A ex-deputada federal Silvia Nobre Lopes (PL-AP), conhecida como Silvia Waiãpi, teve sua pré-candidatura à Câmara dos Deputados vetada pelo Partido Liberal (PL) no Amapá. A notícia, que a surpreendeu durante a convenção partidária, a impede de disputar as eleições, marcando um novo capítulo após a cassação de seu mandato em 2022.
O Veto do PL e a Reação de Silvia Waiãpi
Silvia Waiãpi alegou ter sido notificada da retirada de seu nome da nominata apenas no momento da convenção, já tendo inclusive providenciado nome de urna e número de candidatura. Ela afirmou que o partido mencionou um ‘parecer jurídico do PL nacional’ sem permitir acesso ao documento.
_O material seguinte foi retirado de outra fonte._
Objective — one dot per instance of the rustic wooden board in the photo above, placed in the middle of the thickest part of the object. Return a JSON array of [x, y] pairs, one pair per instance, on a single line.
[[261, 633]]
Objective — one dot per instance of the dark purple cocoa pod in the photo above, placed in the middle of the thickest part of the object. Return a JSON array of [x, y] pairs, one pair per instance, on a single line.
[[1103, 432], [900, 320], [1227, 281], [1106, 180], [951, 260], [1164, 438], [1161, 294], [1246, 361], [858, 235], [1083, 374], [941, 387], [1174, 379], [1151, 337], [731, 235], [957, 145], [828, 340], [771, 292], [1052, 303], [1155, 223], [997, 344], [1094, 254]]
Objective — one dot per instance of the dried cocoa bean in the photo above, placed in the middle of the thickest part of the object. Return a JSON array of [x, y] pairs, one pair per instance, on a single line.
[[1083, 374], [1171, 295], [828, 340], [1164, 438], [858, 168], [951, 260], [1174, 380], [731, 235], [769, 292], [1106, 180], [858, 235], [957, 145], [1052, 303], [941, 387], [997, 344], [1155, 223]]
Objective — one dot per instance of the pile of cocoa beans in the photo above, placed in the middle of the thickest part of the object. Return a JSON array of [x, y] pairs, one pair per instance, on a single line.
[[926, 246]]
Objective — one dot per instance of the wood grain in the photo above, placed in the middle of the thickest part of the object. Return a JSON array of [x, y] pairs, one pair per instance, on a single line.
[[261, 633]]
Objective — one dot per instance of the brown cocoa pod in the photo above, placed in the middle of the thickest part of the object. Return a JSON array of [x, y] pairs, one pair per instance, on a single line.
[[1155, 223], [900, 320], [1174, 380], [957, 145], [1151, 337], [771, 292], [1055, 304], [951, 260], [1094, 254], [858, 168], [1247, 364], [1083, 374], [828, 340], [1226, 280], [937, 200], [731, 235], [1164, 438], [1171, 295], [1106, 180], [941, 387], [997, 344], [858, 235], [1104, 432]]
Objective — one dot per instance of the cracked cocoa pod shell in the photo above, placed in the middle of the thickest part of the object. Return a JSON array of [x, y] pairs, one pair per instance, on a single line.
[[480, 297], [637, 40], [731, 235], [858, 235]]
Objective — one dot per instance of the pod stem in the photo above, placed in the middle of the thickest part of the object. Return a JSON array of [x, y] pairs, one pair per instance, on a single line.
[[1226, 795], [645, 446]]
Em suas redes sociais, sem citar nomes, a ex-parlamentar declarou ser ‘perseguida’ dentro do PL desde 2022 e insinuou ter sido pressionada a aceitar ‘acordos escusos’ para garantir o horário eleitoral gratuito no pleito anterior. Ela também expressou sentir-se vítima de preconceito.
A Cassação Anterior e a Lei da Ficha Limpa
A justificativa formal do PL para o veto baseia-se na Lei da Ficha Limpa. Segundo a sigla, uma análise jurídica concluiu que a condenação anterior da ex-deputada a torna inelegível por oito anos, a partir de 2022. Em abril, o Tribunal Superior Eleitoral (TSE) havia rejeitado por unanimidade um recurso de Silvia Waiãpi contra a cassação de seu mandato.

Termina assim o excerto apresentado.